Wer denkt schon, wenn er das Wort "Spanien" hört, an Arbeit? Viele Menschen denken sicherlich zuerst an Urlaub, schließlich ist Spanien eines der beliebtesten Urlaubsländer der Deutschen. An Arbeit werden spontan die wenigsten denken. Dabei ist der spanische Markt durchaus interessant für deutsche Unternehmen. Das gilt auch besonders für deutsche Handwerksbetriebe aus dem Bau- und Ausbaugewerbe – große Teile der Bausubstanz sind sanierungsbedürftig. Für solche Betriebe gehören aber weniger spanische Kunden oder Unternehmen zur Zielgruppe als vielmehr deutsche Immobilienbesitzer.

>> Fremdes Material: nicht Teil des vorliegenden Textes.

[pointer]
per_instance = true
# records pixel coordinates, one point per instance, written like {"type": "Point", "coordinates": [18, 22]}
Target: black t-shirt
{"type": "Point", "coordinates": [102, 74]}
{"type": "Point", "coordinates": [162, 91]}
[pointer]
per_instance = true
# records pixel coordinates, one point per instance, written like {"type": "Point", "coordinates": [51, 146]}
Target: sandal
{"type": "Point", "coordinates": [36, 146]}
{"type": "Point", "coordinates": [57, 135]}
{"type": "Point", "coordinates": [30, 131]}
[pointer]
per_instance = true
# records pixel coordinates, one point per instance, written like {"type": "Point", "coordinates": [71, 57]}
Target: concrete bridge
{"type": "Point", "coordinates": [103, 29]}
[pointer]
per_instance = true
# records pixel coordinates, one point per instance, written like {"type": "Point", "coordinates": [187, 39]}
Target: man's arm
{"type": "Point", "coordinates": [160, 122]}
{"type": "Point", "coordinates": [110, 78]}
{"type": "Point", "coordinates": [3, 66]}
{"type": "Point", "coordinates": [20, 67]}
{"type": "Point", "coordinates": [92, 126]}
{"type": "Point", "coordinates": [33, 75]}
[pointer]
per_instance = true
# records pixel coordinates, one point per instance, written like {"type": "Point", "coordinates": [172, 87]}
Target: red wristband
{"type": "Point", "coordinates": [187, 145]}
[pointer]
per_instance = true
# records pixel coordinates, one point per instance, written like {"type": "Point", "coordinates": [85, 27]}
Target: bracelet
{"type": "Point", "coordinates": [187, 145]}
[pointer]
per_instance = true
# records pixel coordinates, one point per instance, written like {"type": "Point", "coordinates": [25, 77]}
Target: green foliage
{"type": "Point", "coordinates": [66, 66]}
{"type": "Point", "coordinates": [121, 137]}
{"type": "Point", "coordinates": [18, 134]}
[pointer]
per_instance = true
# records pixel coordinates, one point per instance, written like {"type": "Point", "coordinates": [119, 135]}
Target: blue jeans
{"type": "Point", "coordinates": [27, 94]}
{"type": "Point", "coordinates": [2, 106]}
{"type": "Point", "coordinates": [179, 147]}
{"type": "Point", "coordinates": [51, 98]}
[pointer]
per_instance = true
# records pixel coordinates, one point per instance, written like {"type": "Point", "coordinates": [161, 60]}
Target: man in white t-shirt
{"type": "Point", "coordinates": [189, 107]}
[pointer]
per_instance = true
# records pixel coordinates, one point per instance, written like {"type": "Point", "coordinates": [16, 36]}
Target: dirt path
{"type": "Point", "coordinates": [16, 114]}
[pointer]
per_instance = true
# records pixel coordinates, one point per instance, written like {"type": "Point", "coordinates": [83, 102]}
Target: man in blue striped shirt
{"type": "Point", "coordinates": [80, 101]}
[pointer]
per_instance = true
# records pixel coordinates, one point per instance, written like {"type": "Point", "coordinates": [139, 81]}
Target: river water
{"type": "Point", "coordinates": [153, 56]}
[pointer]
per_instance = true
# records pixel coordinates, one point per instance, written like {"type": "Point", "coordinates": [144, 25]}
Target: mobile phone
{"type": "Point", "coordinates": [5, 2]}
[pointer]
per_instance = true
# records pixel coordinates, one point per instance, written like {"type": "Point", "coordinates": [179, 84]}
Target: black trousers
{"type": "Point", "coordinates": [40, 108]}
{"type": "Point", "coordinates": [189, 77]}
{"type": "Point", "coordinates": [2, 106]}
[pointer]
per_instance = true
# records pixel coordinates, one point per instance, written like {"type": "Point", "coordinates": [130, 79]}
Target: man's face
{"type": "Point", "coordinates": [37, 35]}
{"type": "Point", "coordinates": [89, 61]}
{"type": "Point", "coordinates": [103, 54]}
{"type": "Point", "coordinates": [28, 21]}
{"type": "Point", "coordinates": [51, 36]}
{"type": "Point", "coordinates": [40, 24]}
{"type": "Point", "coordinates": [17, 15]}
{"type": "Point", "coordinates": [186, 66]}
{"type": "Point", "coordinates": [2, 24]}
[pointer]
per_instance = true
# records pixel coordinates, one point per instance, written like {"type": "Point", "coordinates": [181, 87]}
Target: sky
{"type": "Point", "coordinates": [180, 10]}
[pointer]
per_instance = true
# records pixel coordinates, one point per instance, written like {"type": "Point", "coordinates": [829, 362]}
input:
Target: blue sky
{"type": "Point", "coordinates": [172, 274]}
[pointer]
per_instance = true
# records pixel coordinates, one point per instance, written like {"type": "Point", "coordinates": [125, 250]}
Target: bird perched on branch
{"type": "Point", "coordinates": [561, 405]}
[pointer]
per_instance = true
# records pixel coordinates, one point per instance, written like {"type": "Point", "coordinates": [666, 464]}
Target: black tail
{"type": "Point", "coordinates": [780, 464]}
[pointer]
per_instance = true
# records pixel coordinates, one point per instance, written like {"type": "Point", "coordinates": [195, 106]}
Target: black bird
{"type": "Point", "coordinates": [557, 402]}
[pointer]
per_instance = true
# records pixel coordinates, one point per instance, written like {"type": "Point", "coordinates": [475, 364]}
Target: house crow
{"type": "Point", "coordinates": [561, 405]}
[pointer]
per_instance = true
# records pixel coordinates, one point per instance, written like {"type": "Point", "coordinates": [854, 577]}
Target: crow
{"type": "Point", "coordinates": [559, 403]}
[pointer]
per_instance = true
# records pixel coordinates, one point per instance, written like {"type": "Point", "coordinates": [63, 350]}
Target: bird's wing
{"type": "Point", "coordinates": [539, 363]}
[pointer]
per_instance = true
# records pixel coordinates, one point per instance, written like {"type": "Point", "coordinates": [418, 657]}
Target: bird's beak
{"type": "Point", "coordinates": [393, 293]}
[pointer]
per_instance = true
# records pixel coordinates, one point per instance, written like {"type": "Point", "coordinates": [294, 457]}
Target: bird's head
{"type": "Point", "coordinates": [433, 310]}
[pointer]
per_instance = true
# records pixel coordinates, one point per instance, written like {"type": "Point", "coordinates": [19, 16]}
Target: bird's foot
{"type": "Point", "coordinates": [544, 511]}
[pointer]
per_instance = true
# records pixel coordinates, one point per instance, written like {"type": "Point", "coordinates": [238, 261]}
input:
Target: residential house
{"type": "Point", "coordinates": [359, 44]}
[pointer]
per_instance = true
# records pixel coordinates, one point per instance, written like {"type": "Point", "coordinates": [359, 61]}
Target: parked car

"In Spanien leben viele Deutsche, die dort auch ein Haus besitzen", erklärt Gabriele Röder-Wolff. "Sie schätzen die Qualität deutscher Handwerksbetriebe, die spanische Unternehmen oft nicht bieten können", so die Außenwirtschaftsberaterin der Handwerkskammer Dortmund. Die Ausbildung der Handwerker ist in Spanien anders aufgebaut als in Deutschland und rein schulisch. Schon allein deswegen hätten deutsche Handwerker zunächst einen Vorteil gegenüber ihren spanischen Kollegen.
Registrierung für deutsche Handwerker nötig
Da das Land auf der iberischen Halbinsel Mitglied der Europäischen Union ist, genügt zur Einreise ein Personalausweis oder Reisepass, solange der Aufenthalt nicht über drei Monate dauert. Deutsche Handwerker, die dort Dienstleitungen erbringen wollen, müssen aber einige Dinge beachten. "Wenn sich ausländische Unternehmen länger als acht Tage in Spanien aufhalten, sind sie verpflichtet, sich vor Arbeitsbeginn online bei der zuständigen Provinzverwaltung zu registrieren", teilt die Außenwirtschaftsberaterin mit. Dazu muss sich der Betrieb bei der Arbeitsbehörde (Departamento de Trabajo) in das Verzeichnis "Registro de Empresas Acreditadas" (REA) eintragen lassen. Diese Meldung bleibt für drei Jahre gültig.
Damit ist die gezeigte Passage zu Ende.